I.e., before dispatching work to the main thread:

    if (!PropertiesUtil.isProperty(PREF_HEADLESS))
    {
      final Display display = Display.getDefault();
      display.asyncExec(new Runnable()
      {

Certainly other UI bundles could benefit from this approach, e.g., the Mylyn Task UI bundle, without need for any architectural changes to Eclipse.
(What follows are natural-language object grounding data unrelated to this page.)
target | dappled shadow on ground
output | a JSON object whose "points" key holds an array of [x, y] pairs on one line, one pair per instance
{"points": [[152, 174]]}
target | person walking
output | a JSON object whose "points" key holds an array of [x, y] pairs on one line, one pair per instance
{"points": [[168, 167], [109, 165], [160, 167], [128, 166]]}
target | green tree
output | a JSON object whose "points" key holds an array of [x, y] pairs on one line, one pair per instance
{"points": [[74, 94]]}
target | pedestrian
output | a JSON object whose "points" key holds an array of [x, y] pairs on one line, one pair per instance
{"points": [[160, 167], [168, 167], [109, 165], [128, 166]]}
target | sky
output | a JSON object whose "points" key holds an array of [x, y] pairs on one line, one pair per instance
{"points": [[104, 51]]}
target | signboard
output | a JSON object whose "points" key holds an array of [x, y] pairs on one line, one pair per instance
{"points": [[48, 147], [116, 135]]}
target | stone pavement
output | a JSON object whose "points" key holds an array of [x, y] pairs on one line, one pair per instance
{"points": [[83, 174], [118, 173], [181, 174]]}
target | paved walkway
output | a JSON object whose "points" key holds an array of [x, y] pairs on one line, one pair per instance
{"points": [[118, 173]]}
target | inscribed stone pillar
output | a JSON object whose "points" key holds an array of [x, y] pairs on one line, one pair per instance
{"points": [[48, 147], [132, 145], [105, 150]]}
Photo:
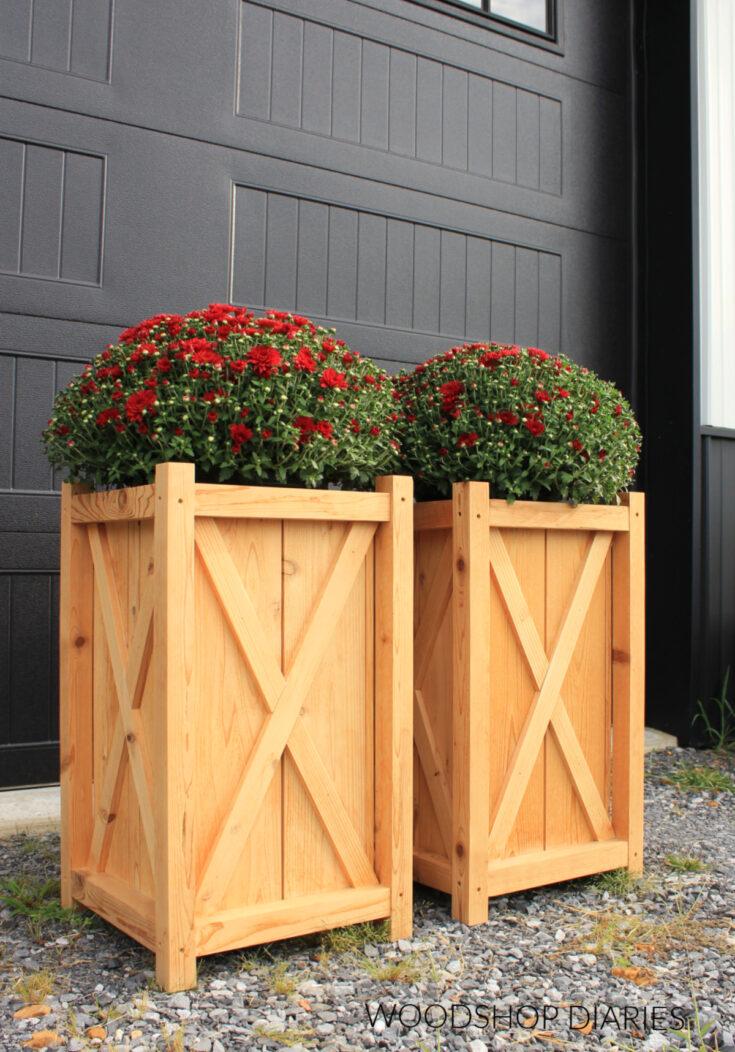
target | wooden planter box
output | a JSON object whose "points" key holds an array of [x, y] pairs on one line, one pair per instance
{"points": [[529, 693], [236, 711]]}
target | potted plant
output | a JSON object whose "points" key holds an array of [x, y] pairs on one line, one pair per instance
{"points": [[529, 726], [236, 647]]}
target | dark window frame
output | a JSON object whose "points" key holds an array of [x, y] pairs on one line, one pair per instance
{"points": [[497, 23]]}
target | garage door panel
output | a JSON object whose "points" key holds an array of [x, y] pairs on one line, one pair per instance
{"points": [[165, 199], [365, 97]]}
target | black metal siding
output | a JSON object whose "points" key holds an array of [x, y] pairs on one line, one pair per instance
{"points": [[410, 176]]}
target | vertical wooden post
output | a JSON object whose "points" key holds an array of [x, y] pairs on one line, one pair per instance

One thing I noticed wondering why PDEPlugin was started so early was to noticed that it's called from org.eclipse.ui.internal.Workbench.initializeDefaultServices() which has this code:

        StartupThreading.runWithoutExceptions(new StartupRunnable() {

            @Override
            public void runWithException() {
                // this currently instantiates all players ... sigh
                sourceProviderService.readRegistry();
                ISourceProvider[] sp = sourceProviderService.getSourceProviders();
                for (int i = 0; i < sp.length; i++) {
                    evaluationService.addSourceProvider(sp[i]);
                    if (!(sp[i] instanceof ActiveContextSourceProvider)) {
                        contextService.addSourceProvider(sp[i]);
                    }
                }
            }
        })

Note the "sigh".   And yes indeed, in org.eclipse.ui.internal.services.WorkbenchServiceRegistry.getSourceProviders() it creates instances of all the source providers and PDE is one of those.  It provides org.eclipse.pde.internal.ui.views.imagebrowser.ActiveImageSourceProvider so the single most expensive bundle to start in JEE must be started early, on the UI thread.

A general take away is to set a breakpoint in your UI bundle activators to see when they are called.  Often this will be unavoidable, but what you do when the start method is called should be more carefully considered.  In particular,  ask yourself, what do I really need to do on the UI thread as soon as my bundle starts?   Not so much hopefully.   And even if it must be done on the UI thread, can it be deferred until IStartup.earlyStart() is called?   You can always dispatch a runnable to the display thread when early start is called, so that the user at least has a pretty IDE to look at and click on while you make it better in the background.   Better still is to do as much work as possible or all work in your early start method, or to delegate to a Job for that purpose.  Your goodness can wait, but the user should not.

It would probably be good to do this for org.eclipse.mylyn.internal.tasks.ui.TasksUiPlugin.  It has code like this:

    // XXX reconsider if this is necessary
    public static class TasksUiStartup implements IStartup {

        public void earlyStartup() {
            // ignore
        }
    }

No, this isn't necessary because you contribute org.eclipse.mylyn.internal.tasks.ui.util.TaskPropertyTester so you will be started on the UI thread very early.   What could you defer to earlyStart()?   What could you do on the worker thread in earlyStart() instead of in the display thread?